See Options at a glance and Field reference above.

CDC input fields for gold jobs¶

scd2 (required): __key, __timestamp, __operation ('upsert'|'delete'|'reload').
scd1 (required): __key; optional __timestamp/__operation ('upsert'|'delete'|'reload') for delete/rectify handling. If __operation is omitted for SCD in mode: update, Fabricks injects 'reload' and enables rectification.
Optional helpers: __order_duplicate_by_asc / __order_duplicate_by_desc, __identity.
See: Change Data Capture (CDC) for full details and examples.

Gold jobs¶

SCD1/SCD2 with modes and options:

- job:
    step: gold
    topic: scd1
    item: update
    options:
      change_data_capture: scd1
      mode: update
- job:
    step: gold
    topic: scd1
    item: last_timestamp
    options:
      change_data_capture: scd1
      mode: update
      persist_last_timestamp: true
- job:
    step: gold
    topic: scd2
    item: correct_valid_from
    options:
      change_data_capture: scd2
      mode: memory
      correct_valid_from: false

Example SCD2 SQL using __key, __timestamp, __operation:

Note: Credit — Temporal Snapshot Fact Table (SQLBits 2012). Recommended to watch to understand SCD2 modeling in Gold.
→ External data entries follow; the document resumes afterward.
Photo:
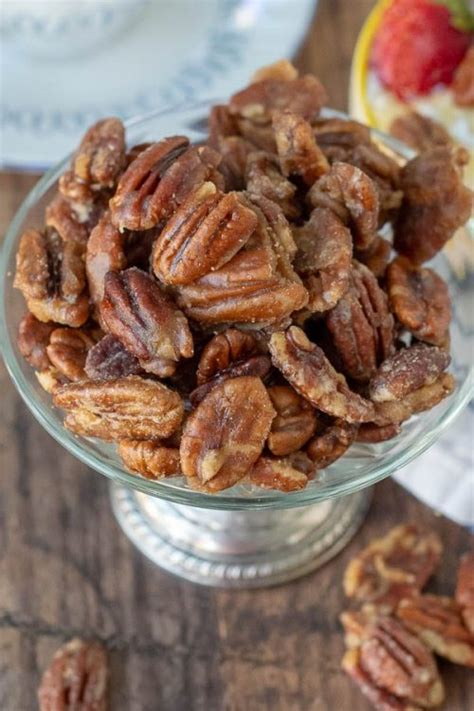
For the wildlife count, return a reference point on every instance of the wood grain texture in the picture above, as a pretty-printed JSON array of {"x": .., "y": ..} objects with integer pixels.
[{"x": 66, "y": 569}]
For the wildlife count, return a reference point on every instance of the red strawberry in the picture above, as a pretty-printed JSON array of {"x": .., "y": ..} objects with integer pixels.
[{"x": 417, "y": 47}]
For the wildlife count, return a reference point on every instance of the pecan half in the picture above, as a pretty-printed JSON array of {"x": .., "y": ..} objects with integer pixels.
[
  {"x": 435, "y": 203},
  {"x": 438, "y": 622},
  {"x": 294, "y": 423},
  {"x": 361, "y": 325},
  {"x": 205, "y": 232},
  {"x": 137, "y": 312},
  {"x": 323, "y": 258},
  {"x": 408, "y": 370},
  {"x": 50, "y": 274},
  {"x": 394, "y": 566},
  {"x": 33, "y": 337},
  {"x": 76, "y": 679},
  {"x": 226, "y": 433},
  {"x": 150, "y": 459},
  {"x": 306, "y": 367},
  {"x": 125, "y": 408},
  {"x": 420, "y": 300}
]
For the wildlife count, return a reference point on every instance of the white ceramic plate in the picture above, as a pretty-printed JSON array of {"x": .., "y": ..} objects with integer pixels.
[{"x": 177, "y": 50}]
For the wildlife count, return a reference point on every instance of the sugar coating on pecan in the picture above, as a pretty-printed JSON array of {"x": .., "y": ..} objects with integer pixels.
[
  {"x": 145, "y": 320},
  {"x": 151, "y": 459},
  {"x": 323, "y": 258},
  {"x": 76, "y": 678},
  {"x": 205, "y": 232},
  {"x": 420, "y": 300},
  {"x": 51, "y": 276},
  {"x": 130, "y": 407},
  {"x": 408, "y": 370},
  {"x": 435, "y": 203},
  {"x": 226, "y": 433},
  {"x": 308, "y": 370},
  {"x": 394, "y": 566},
  {"x": 438, "y": 622}
]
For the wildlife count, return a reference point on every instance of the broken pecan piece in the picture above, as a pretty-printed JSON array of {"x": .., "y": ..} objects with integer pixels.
[
  {"x": 394, "y": 566},
  {"x": 205, "y": 232},
  {"x": 50, "y": 274},
  {"x": 226, "y": 433},
  {"x": 145, "y": 320},
  {"x": 438, "y": 622},
  {"x": 420, "y": 300},
  {"x": 125, "y": 408},
  {"x": 150, "y": 459},
  {"x": 306, "y": 367},
  {"x": 76, "y": 679}
]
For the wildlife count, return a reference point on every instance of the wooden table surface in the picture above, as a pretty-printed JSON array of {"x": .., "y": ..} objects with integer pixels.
[{"x": 66, "y": 568}]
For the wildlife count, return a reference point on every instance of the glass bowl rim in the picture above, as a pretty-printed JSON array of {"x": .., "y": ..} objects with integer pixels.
[{"x": 164, "y": 488}]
Slides: Temporal Snapshot Fact Tables (slides)

with dates as (
  select id as id, __valid_from as __timestamp, 'upsert' as __operation from silver.monarch_scd2 where __valid_from > '1900-01-02'
  union
  select id as id, __valid_to as __timestamp, 'delete' as __operation from silver.monarch_scd2 where __is_deleted
)
select
  d.id as __key,
  s.id as id,
  s.name as monarch,
  s.doubleField as value,
  d.__operation,
  if(d.__operation = 'delete', d.__timestamp + interval 1 second, d.__timestamp) as __timestamp
from dates d
left join silver.monarch_scd2 s on d.id = s.id and d.__timestamp between s.__valid_from and s.__valid_to

When to model SCD2 in Gold (different grain)¶

Use SCD2 in Gold when the base SCD2 tables do not align with the required consumption grain, and you need to derive a slowly changing history at a coarser/different grain (e.g., roll up line-item SCD2 to order-level SCD2, or derive a customer segment SCD2 from underlying attribute histories).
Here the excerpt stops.